Esas No: 2012/3179
Karar No: 2012/5386
Karar Tarihi: 24.09.2012
Yargıtay 23. Hukuk Dairesi 2012/3179 Esas 2012/5386 Karar Sayılı İlamı
"İçtihat Metni"
MAHKEMESİ :Asliye Hukuk Mahkemesi
Taraflar arasındaki sözleşmenin feshi davasının yapılan yargılaması sonunda ilamda yazılı nedenlerden dolayı davanın kabulüne yönelik olarak verilen hükmün süresi içinde davalı şirket temsilcisi diğer davalı ... tarafından kendi adına ve şirketi temsilen temyiz edilmesi üzerine dosya incelendi, gereği konuşulup düşünüldü.
-K A R A R-
Davacı vekili, müvekkili ile davalı şirket arasında noterde düzenlenen 29.12.2003 tarihli arsa payı karşılığı inşaat sözleşmesine göre davalı şirketin 25.05.2004 tarihine kadar ruhsat alıp, ruhsat alınmasından en geç 12 ay içerisinde binayı bitirmeyi, 25.05.2005 tarihinde teslim etmeyi taahhüt ettiğini, müvekkilinin kendi edimini yerine getirdiğini, 36.000,00 TL"lik eksik iş bulunduğunu, iskânın alınmadığını ileri sürerek, sözleşmesinin feshine karar verilmesini talep ve dava etmiştir.
Davalılar, davaya cevap vermemiştir.
Mahkemece, iddia, savunma, benimsenen bilirkişi raporu ve dosya kapsamına göre; sözleşmedeki teslim tarihi üzerinden altı yıl geçmesine rağmen, binanın iskân ruhsatı alınacak seviyeye getirilmeden terk edildiği, bağımsız bölümler ve ortak yerlerdeki eksik ve kusurlu imalat nedeniyle davacının hissesine düşecek bedelin 15.563,09 TL olduğu gerekçesiyle davanın kabulüne, davacının sözleşmenin feshini talepte haklı olduğunun tespitine ve yanlar arasında düzenlenen 29.12.2003 tarihli inşaat sözleşmesinin feshine karar verilmiştir.

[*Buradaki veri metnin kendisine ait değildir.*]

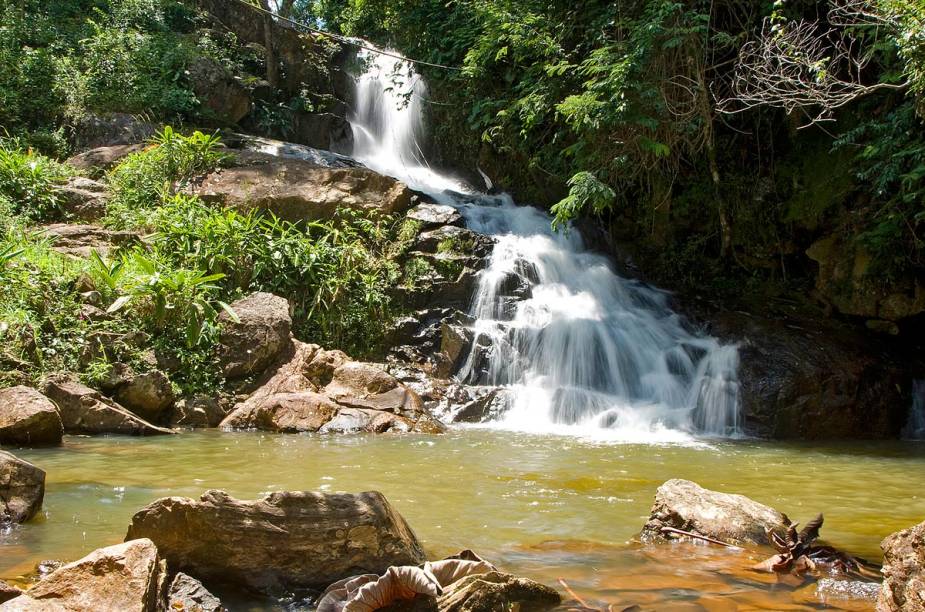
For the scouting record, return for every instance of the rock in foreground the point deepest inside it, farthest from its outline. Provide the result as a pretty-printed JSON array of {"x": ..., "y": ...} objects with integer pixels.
[
  {"x": 28, "y": 418},
  {"x": 903, "y": 571},
  {"x": 127, "y": 577},
  {"x": 286, "y": 540},
  {"x": 682, "y": 504},
  {"x": 22, "y": 488}
]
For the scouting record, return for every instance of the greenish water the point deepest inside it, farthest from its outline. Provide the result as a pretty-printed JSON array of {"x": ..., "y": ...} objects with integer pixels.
[{"x": 545, "y": 506}]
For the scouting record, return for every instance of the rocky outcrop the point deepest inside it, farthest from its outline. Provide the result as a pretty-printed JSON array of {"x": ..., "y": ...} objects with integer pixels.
[
  {"x": 22, "y": 489},
  {"x": 127, "y": 577},
  {"x": 286, "y": 540},
  {"x": 259, "y": 336},
  {"x": 82, "y": 199},
  {"x": 297, "y": 190},
  {"x": 682, "y": 504},
  {"x": 80, "y": 240},
  {"x": 311, "y": 389},
  {"x": 187, "y": 593},
  {"x": 100, "y": 160},
  {"x": 85, "y": 411},
  {"x": 903, "y": 587},
  {"x": 28, "y": 418},
  {"x": 808, "y": 380}
]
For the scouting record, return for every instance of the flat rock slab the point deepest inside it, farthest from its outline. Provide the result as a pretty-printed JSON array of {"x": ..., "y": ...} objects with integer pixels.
[
  {"x": 286, "y": 540},
  {"x": 85, "y": 411},
  {"x": 28, "y": 418},
  {"x": 903, "y": 587},
  {"x": 126, "y": 577},
  {"x": 736, "y": 519},
  {"x": 22, "y": 489}
]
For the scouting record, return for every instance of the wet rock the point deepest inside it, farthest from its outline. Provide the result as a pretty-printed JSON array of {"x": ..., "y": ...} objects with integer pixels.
[
  {"x": 80, "y": 240},
  {"x": 284, "y": 541},
  {"x": 297, "y": 190},
  {"x": 28, "y": 418},
  {"x": 258, "y": 338},
  {"x": 82, "y": 199},
  {"x": 100, "y": 160},
  {"x": 223, "y": 97},
  {"x": 303, "y": 411},
  {"x": 812, "y": 380},
  {"x": 432, "y": 216},
  {"x": 149, "y": 395},
  {"x": 8, "y": 592},
  {"x": 85, "y": 411},
  {"x": 22, "y": 489},
  {"x": 903, "y": 587},
  {"x": 127, "y": 577},
  {"x": 198, "y": 412},
  {"x": 682, "y": 504},
  {"x": 187, "y": 593}
]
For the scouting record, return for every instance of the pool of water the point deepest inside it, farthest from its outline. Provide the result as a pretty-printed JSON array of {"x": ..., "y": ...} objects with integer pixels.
[{"x": 548, "y": 507}]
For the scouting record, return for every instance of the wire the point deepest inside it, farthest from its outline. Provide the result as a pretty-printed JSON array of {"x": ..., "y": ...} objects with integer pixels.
[{"x": 343, "y": 39}]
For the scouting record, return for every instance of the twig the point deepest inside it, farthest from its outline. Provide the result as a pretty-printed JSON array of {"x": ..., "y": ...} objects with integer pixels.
[{"x": 697, "y": 536}]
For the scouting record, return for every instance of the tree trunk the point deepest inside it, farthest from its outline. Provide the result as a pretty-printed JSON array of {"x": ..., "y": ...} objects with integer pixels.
[{"x": 272, "y": 64}]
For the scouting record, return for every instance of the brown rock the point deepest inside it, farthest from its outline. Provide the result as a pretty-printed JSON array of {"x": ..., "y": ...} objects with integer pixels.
[
  {"x": 187, "y": 593},
  {"x": 127, "y": 577},
  {"x": 85, "y": 411},
  {"x": 297, "y": 190},
  {"x": 258, "y": 338},
  {"x": 286, "y": 540},
  {"x": 283, "y": 412},
  {"x": 102, "y": 159},
  {"x": 28, "y": 418},
  {"x": 903, "y": 587},
  {"x": 685, "y": 505},
  {"x": 22, "y": 489}
]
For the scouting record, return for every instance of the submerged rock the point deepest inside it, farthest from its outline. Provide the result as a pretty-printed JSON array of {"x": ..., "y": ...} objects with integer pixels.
[
  {"x": 22, "y": 489},
  {"x": 187, "y": 593},
  {"x": 28, "y": 418},
  {"x": 262, "y": 332},
  {"x": 85, "y": 411},
  {"x": 127, "y": 577},
  {"x": 903, "y": 587},
  {"x": 735, "y": 519},
  {"x": 297, "y": 190},
  {"x": 284, "y": 541}
]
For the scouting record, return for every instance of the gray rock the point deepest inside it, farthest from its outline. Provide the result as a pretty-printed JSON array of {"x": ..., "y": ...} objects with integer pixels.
[
  {"x": 187, "y": 593},
  {"x": 903, "y": 588},
  {"x": 28, "y": 418},
  {"x": 287, "y": 540},
  {"x": 736, "y": 519},
  {"x": 22, "y": 489},
  {"x": 251, "y": 344}
]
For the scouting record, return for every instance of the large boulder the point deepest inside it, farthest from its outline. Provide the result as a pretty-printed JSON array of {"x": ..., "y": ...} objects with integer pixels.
[
  {"x": 684, "y": 505},
  {"x": 85, "y": 411},
  {"x": 286, "y": 540},
  {"x": 297, "y": 190},
  {"x": 127, "y": 577},
  {"x": 22, "y": 489},
  {"x": 259, "y": 336},
  {"x": 28, "y": 418},
  {"x": 187, "y": 593},
  {"x": 903, "y": 587}
]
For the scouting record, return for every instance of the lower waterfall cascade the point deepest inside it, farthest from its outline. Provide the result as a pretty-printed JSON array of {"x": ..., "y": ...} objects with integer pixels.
[{"x": 573, "y": 346}]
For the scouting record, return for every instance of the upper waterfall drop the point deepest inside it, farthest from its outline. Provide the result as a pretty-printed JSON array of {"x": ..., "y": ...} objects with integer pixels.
[{"x": 575, "y": 347}]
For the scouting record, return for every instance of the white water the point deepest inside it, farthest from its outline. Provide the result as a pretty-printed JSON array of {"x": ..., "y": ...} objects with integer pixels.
[{"x": 577, "y": 348}]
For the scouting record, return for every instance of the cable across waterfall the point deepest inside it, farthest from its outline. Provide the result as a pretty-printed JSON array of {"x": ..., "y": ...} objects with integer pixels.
[{"x": 572, "y": 346}]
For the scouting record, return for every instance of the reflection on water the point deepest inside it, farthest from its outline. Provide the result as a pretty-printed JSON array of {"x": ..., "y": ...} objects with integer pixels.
[{"x": 544, "y": 506}]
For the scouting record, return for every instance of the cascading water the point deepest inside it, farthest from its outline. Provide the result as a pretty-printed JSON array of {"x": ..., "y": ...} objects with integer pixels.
[{"x": 574, "y": 347}]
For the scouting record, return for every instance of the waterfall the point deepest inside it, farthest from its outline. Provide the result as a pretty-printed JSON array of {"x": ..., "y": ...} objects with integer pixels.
[
  {"x": 574, "y": 347},
  {"x": 915, "y": 428}
]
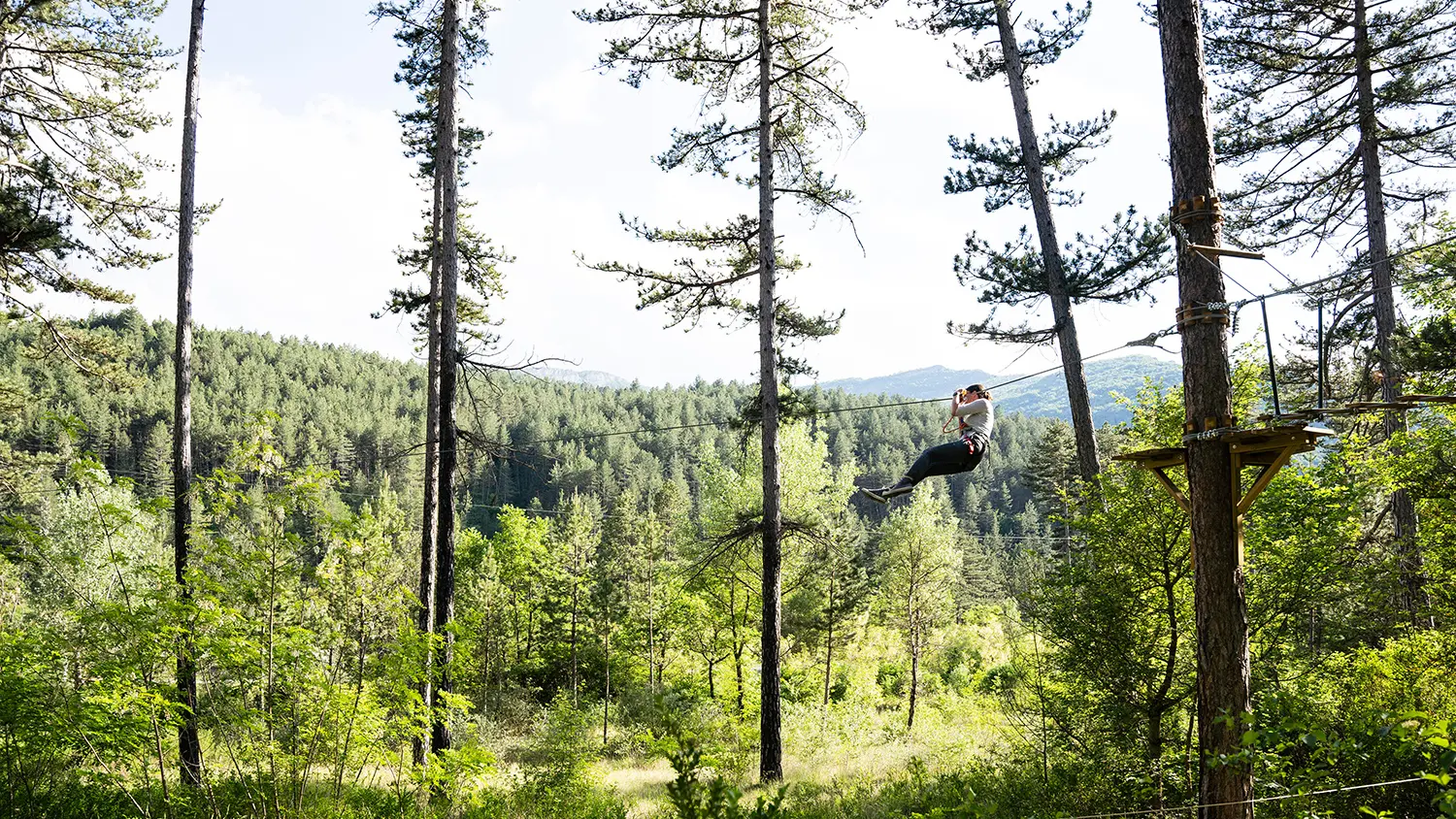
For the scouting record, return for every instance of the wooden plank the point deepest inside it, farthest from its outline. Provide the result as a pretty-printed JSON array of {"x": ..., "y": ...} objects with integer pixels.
[
  {"x": 1153, "y": 458},
  {"x": 1263, "y": 480},
  {"x": 1235, "y": 252},
  {"x": 1376, "y": 407}
]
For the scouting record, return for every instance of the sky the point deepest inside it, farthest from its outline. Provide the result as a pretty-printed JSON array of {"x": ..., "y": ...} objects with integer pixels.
[{"x": 299, "y": 147}]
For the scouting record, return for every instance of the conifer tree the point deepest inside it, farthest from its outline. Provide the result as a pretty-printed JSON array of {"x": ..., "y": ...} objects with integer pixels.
[
  {"x": 919, "y": 571},
  {"x": 1339, "y": 111},
  {"x": 1115, "y": 267},
  {"x": 75, "y": 78},
  {"x": 189, "y": 746},
  {"x": 443, "y": 46},
  {"x": 579, "y": 536},
  {"x": 775, "y": 54}
]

Kararı, davalı şirket temsilcisi diğer davalı... kendi adına ve şirketi temsilen temyiz etmiştir.
1) Davalı..."in temyiz istemi yönünden;
Dava, arsa payı karşılığı inşaat sözleşmesinin feshi istemine ilişkindir. Davalı şirketin temsilcisi olan davalı ..."in sözleşmenin tarafı olmaması karşısında, anılan davalı yönünden davanın pasif husumet yokluğundan reddine karar vermek gerekirken, bu davalı yönünden de esastan hüküm kurulması doğru olmamıştır.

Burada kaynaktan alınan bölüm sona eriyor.